Colours for the carpets are inspired by the four places that featured prominently in Thorvaldsen’s life. The grey and brown colour tones are inspired by weather-beaten driftwood and lava stone found on the shores of Iceland. The vivid green shades mixed with brown colours symbolize the fields and forests of his mother’s homeland. Copenhagen’s bustling 18th century cityscape inspired the multi-coloured carpets where greens and browns are mixed with copper and red brick hues, and, finally, the carpet designs incorporating light tones of grey, beige, terracotta and ochre resemble the sun-bleached ancient architecture of Thorvaldsen’s favourite city, Rome.
Good Collaboration Produces Good Results
The renovation process at Hotel Danmark has been in progress for around a year, and the small team of architects, painters and designers has worked closely with the owners of the hotel during the entire process. The collaboration between the partners has gone smoothly and, according to Karen Lund Hansen, that’s attributable to good relations between the individual collaborators and good work from the architects.
“We have had meetings where we introduced our thoughts to each other.
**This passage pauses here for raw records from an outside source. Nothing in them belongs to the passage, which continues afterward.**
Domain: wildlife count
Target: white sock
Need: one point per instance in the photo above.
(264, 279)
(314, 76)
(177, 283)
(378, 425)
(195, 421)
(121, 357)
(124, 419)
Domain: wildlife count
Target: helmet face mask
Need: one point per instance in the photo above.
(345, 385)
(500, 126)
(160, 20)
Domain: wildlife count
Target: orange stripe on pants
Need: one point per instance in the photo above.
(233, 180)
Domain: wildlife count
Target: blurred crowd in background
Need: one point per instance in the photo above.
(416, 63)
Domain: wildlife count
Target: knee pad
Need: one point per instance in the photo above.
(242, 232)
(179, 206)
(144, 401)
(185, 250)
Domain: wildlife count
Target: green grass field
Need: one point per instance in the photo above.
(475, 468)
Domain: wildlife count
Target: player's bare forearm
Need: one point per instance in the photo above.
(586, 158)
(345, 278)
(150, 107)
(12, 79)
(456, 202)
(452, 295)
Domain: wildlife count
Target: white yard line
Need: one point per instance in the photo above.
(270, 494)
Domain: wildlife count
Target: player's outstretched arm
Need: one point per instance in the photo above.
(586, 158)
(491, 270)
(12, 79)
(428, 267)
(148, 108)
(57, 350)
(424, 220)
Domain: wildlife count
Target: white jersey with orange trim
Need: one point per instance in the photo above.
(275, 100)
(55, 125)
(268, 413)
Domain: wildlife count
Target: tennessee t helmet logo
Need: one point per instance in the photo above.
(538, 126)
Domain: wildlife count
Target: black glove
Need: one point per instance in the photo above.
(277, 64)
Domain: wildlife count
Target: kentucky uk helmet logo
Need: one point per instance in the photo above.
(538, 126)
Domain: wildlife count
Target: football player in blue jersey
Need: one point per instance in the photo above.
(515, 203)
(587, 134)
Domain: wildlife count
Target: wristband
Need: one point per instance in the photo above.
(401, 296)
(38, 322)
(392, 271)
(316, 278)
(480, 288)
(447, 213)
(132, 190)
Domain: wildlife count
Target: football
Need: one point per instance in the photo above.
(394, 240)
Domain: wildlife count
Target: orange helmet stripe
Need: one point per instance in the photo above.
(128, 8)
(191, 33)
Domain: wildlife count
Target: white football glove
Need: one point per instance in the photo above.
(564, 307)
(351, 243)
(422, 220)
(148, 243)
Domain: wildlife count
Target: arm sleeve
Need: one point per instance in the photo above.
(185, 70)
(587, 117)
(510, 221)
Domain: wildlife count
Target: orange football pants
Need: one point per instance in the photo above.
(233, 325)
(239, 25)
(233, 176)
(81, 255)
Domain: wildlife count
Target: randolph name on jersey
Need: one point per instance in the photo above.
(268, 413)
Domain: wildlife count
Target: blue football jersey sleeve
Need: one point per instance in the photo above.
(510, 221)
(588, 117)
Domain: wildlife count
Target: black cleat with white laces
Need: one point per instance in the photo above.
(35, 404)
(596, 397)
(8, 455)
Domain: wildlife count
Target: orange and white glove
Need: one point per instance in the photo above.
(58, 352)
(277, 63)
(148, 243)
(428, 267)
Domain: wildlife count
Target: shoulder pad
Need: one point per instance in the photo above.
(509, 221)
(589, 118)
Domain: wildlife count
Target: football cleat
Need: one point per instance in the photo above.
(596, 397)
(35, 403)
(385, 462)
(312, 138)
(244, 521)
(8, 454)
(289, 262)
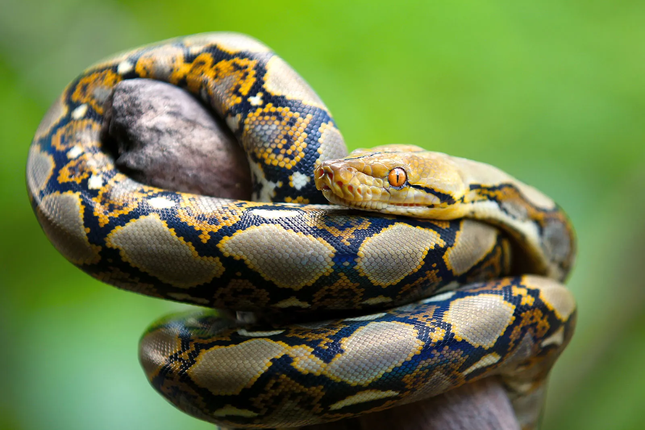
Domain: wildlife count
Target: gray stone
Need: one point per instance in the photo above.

I had plans for the colours and patterns on the floors, while the painter had ideas on texture and colours for the wall surfaces. We haven’t had any issues, and I think it’s because the architects know us both from previous jobs, know what we stand for and what we can do, and that has definitely made it a whole lot easier,” she says.
Trust has been an important factor in both the design and work processes, and the owners and architects having the courage to trust the specialists’ ideas is one of the reasons why the refurbished hotel buildings look like they do today.
“When you are brave and dare to do something ground-breaking, you end up somewhere special. The final result at Hotel Danmark is notable and stands out because the owners and the architects have been gutsy and have been able to imagine what it would look like in the end,” says Karen.
To Karen it has also been a privilege to work on a project like Hotel Danmark; it’s jobs like these that challenge her as a designer.
“The owners and architects gave me the opportunity to operate freely, and as a designer it’s both exciting and challenging to just open up, play and create your own design universes. My story of Thorvaldsen has come to life and I think we have succeeded in bringing the museum into the hotel,” the designer ends.